There is a lot of potential for a system like the one acquired with Wavii to improve Google’s knowledge base and Google Now, with predictive queries responded to based upon context. Open Information Extraction is still a work in progress, but it may be a big part of the future of search.
Nice write-up Bill. Seems like a key ingredient in getting from 10 blue links to “Computer, coffee black.”
Thanks, Gyi,
I stared at the patent filings for a week or so, trying to figure out how to best put them into context, and ultimately decided that the context was more important than a breakdown of the patent filings.
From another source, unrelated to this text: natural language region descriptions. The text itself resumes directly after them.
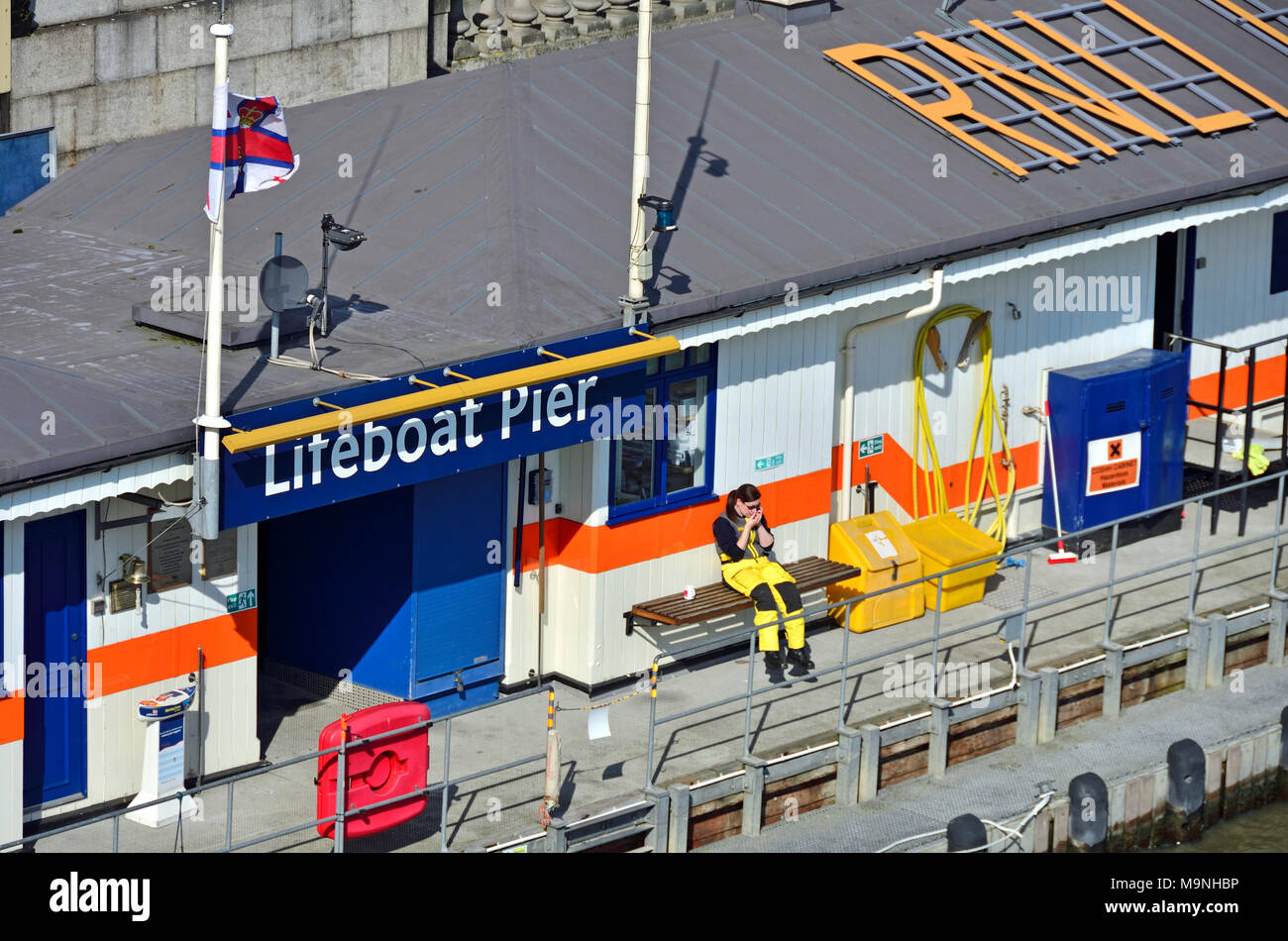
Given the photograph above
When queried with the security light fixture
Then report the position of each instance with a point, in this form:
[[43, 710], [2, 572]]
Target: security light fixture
[[665, 210], [344, 240], [134, 570], [340, 236]]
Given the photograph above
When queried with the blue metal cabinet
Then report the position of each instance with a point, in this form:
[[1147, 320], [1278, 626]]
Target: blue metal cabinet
[[1119, 438]]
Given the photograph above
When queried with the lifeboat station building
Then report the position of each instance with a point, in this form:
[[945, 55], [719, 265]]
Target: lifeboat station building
[[482, 464]]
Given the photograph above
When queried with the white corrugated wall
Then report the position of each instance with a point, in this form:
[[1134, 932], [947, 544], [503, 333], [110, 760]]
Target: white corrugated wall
[[1233, 304]]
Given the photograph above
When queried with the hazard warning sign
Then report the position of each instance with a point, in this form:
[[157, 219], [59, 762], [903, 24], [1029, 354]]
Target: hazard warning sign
[[1113, 464]]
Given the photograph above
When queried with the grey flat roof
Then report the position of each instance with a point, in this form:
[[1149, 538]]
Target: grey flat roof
[[510, 184]]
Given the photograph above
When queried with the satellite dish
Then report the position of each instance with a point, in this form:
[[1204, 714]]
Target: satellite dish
[[282, 283]]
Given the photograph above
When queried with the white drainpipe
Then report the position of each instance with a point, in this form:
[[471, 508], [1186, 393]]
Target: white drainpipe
[[936, 291]]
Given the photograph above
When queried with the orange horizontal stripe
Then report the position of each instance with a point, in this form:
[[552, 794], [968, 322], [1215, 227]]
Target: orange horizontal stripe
[[11, 720], [599, 549], [142, 661], [893, 471], [1267, 383]]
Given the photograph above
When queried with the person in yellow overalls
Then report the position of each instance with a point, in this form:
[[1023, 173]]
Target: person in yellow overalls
[[745, 544]]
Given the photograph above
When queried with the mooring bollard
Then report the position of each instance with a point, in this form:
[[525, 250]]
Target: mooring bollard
[[966, 833], [1185, 790], [1089, 813]]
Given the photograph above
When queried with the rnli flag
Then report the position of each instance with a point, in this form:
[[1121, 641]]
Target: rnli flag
[[249, 150]]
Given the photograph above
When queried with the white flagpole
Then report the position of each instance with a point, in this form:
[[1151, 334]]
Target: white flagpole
[[634, 299], [210, 421]]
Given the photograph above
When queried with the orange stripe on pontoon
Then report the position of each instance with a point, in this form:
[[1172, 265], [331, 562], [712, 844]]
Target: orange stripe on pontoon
[[11, 720], [138, 662], [600, 549], [1269, 383]]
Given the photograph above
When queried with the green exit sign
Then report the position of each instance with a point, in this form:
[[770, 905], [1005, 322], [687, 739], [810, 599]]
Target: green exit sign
[[241, 601], [871, 446]]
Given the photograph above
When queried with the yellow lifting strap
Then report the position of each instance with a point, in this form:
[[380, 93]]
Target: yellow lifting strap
[[982, 435]]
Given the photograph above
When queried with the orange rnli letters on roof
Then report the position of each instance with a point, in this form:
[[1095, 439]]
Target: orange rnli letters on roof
[[1059, 127], [939, 111]]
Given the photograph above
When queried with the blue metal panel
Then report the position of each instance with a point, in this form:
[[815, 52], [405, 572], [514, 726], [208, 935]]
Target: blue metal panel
[[335, 593], [459, 585], [27, 159], [1137, 393], [54, 753]]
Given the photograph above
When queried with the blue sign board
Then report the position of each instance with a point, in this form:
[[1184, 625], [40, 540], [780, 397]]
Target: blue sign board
[[29, 161], [376, 456]]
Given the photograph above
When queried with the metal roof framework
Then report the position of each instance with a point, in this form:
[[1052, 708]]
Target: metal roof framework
[[1003, 37], [1256, 21], [958, 271]]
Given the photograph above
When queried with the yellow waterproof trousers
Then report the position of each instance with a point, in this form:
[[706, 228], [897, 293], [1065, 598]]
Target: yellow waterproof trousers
[[774, 592]]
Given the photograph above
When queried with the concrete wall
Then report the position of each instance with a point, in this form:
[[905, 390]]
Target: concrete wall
[[103, 71]]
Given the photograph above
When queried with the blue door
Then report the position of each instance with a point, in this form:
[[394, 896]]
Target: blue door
[[459, 585], [54, 748]]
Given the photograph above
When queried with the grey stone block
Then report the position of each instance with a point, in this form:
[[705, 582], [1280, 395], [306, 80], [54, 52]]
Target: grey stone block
[[310, 75], [123, 111], [184, 40], [374, 17], [408, 56], [270, 34], [54, 12], [314, 22], [125, 48], [53, 60], [37, 111]]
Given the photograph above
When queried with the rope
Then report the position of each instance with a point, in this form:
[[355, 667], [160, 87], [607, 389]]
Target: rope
[[982, 435], [638, 690]]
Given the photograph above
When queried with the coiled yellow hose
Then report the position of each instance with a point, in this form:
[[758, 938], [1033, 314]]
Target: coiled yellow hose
[[986, 417]]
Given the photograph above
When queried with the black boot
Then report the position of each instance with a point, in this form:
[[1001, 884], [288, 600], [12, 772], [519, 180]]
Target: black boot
[[800, 662]]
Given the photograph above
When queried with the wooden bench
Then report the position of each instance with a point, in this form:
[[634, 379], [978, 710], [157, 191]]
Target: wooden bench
[[716, 600]]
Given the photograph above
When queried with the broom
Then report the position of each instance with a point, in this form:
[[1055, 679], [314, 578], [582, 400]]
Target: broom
[[1060, 557]]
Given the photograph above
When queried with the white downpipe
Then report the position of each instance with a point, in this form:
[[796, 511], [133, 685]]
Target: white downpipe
[[639, 164], [936, 292], [210, 420]]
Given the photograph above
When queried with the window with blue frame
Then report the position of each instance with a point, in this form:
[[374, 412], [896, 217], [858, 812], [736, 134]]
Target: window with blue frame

Both videos are worth watching, and the longer one on Open Information Extraction does a good job of explaining how the technology behind the patent does.
The days of the 10 blue links look like they’re going to be disappearing quicker than we may know.
I recently spent sometime in the patent filings trying to find information on transactional vs. information queries. I never found what I was looking for, but your site came up when I was Googling! Thanks Bill, love your work and analysis!
Thanks for this writeup, it helps to clarify the patents that Wavii had. I wonder how this might relate to Google Glass and the searching that users might do on it.
Thanks, Gyi!
Search is ever evolving, and the idea of a system that “reads” the web, and classifies as it goes is really interesting. The fact that they were able to read through enough to capture real time data on timely topics makes me wonder what they can do with a lot more computing power. Google has a lot of projects going on, and some approaches that seem like they might overlap a little, and it’s tough to guess which approaches might be most effective, but this Open Machine Learning approach is pretty interesting. Imagine if a system like this was limited to just Google Plus, and provided Google Now with a social element to it based upon Google Plus – so that you would have an idea of posts on the social network that you might have missed otherwise on topics of interest to you. Not quite “Coffee black,” but definitely closer that what we had before.
Hi Anne,
Thanks for your kind words. The paper (rather than a patent) that I would definitely recommend starting with is Andrea Broder’s A taxonomy of web search at http://www.sigir.org/forum/F2002/broder.pdf
He was at Yahoo for a fair amount of time, and he moved to Google, where I believe he is still at. Definitely one of the pioneers of web search.
Hi Jameson,
I had heard about Google buying Wavii, but suspected it was about a lot more than a news aggregator app.
I’m thinking that it might be really helpful in making Google’s knowledge base a lot richer in terms of collecting facts about entities and facts associated with them. I also think that it has the potential to make Google Now a lot richer, by uncovering useful information at the appropriate times to deliver to people who might find it useful and aren’t necessarily searching for it.
I heard of summly when it was purchased by Yahoo and was intriged by the idea. When you’re killing time on your phone, small bits of information is a much better experience than a large article. Of course it would be nice to have the option to send the full article to your PC for full reading at a later time.
Will be interesting once we see how Google will be utilizing this.
Hi Chris,
Waviis ability to collect, summarize, and aggregate news related to topics you specify was definitely a great proof of concept of what they can do, but I do think there’s a whole lot more behind their open learning fact extraction approach than a diversion while “killing time.” It appears that the Wavii news app has closed, but how the ideas behind it might be used in Google’s knowledge base and Google Now is really interesting.